My favorite part is where they continue to argue with my banned ass, knowing full well I can’t respond. The only way to win for them, I suppose.
Edit: Looks like there was some confusion regarding cross-posting in the original link so I’ll just put the Modlog link here that displays the removed comment and ban, with the thread itself linked here. I’d rather add than change for the sake of the post’s integrity and preventing confusion.


I think there’s a pretty notable difference between what your grandmother went through and China’s policies in Xinjiang. The Canadian cultural erasure program was a blanket program to try and erase the culture of all indigenous people. In Xinjiang, the vast majority of Uyghurs haven’t been affected by the anti-extremist program. It’s a much more limited scope and they mostly target older, chronically underemployed economically vulnerable people to put into a vocational program so they can get employment and get deradicalized from the ETIM ideology. The whole point of the program was to protect all the other people in Xinjiang province from an extremist group, not to integrate them into Han Chinese culture.

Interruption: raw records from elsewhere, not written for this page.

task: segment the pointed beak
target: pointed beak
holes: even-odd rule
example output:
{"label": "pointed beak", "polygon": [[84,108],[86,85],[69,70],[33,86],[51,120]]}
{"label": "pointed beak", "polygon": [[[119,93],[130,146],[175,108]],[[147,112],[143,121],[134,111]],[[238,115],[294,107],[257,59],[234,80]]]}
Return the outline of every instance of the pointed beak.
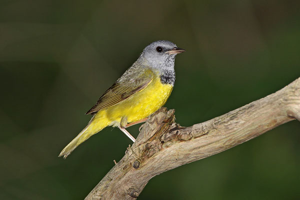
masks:
{"label": "pointed beak", "polygon": [[181,48],[178,47],[174,47],[174,48],[173,48],[173,49],[172,49],[172,50],[168,50],[166,52],[170,55],[172,54],[178,54],[182,53],[183,52],[184,52],[186,50],[184,50],[183,48]]}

I’ll leave you with The Xinjiang Atrocity Propaganda Blitz as further reading, but this focuses more on the semiotics and ideology behind this narrative than the actual facts. There used to be a Google Doc called “Notes on China Uighur Controversies” that I read some years ago that explained the full situation with the ETIM and CIA backing of the ETIM very well, sadly it seems it’s now down and I don’t remember what their sources were (I think many of them were Chinese sources which I can’t read anyway).
I was responding to the above posters comment on residential schools in North America.
Yeah you’re good, just wanted to say that there isn’t a 1:1 comparison between that and the thread topic.
I wouldn’t say anything is. Thanks for providing more information, regardless.